When asked about the government and the prime minister's performance to date, the majority of voters in Labour and non-Labour wards in Streatham were not rushing to judgement, even after the 10p tax rate saga (an avoidable and regrettable mistake made by a party that has lifted hundreds of thousands out of poverty since 1997). Many are waiting to see how the PM responds in the coming months.

These doorstep encounters are, of course, not reflected in the polls which suggest a bleaker picture for Labour. But the polls have been bouncing all over the place since last summer and the general election is some time away. There is still a good deal to play for.

For those outside the Westminster bubble, politics is not a game. They want to know how the politics of each party will make a tangible difference to their daily lives. First and foremost they want the government to take the long term decisions to ensure economic prosperity and stability in an uncertain world which affects jobs and mortgages,. But parties need to do more than act as competent managers of UK plc.

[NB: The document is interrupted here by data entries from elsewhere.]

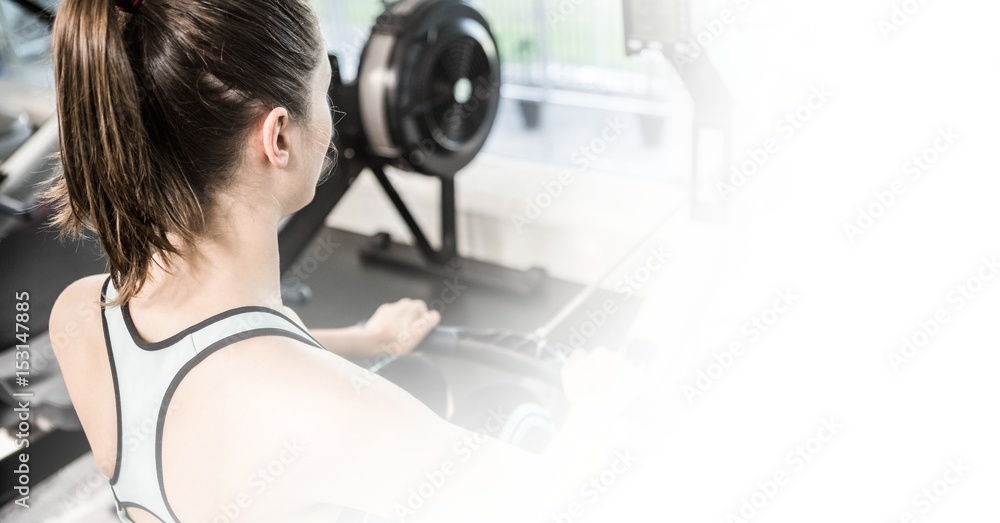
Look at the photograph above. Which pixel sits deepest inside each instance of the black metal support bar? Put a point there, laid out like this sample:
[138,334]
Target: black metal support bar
[397,201]
[449,220]
[39,12]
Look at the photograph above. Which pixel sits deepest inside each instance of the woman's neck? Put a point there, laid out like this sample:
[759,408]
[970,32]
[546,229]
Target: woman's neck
[236,265]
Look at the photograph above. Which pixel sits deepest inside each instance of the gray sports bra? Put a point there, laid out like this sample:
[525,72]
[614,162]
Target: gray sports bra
[146,375]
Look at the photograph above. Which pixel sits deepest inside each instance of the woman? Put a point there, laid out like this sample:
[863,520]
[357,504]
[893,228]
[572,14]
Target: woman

Labour must present the public with a vision of the kind of society it wants to bring about if it is to convince voters that it deserves a fourth term. It needs to show that government is not simply a matter of service delivery and management, but about transforming society. Labour needs to clearly and succinctly give the answer to the question "why and for what purpose?" in a way in which people can connect.

Gordon Brown did that in a passionate speech he gave to the Compass national conference four years ago. He said that Labour should seek to create a Britain where "the town square is more than a marketplace, the city centre more than where people buy and sell, the community more than a collection of individuals". He continued: "a measure of success would be that people think not of the hospital, or even just of my hospital but of our hospital" and in every town and city people would talk "not just of the school or even of my school but talk with pride of our school at the heart of our community."

He needs to return to that kind of oratory and complete the story so there can be no doubt what Labour is for, what it is doing and where it is going.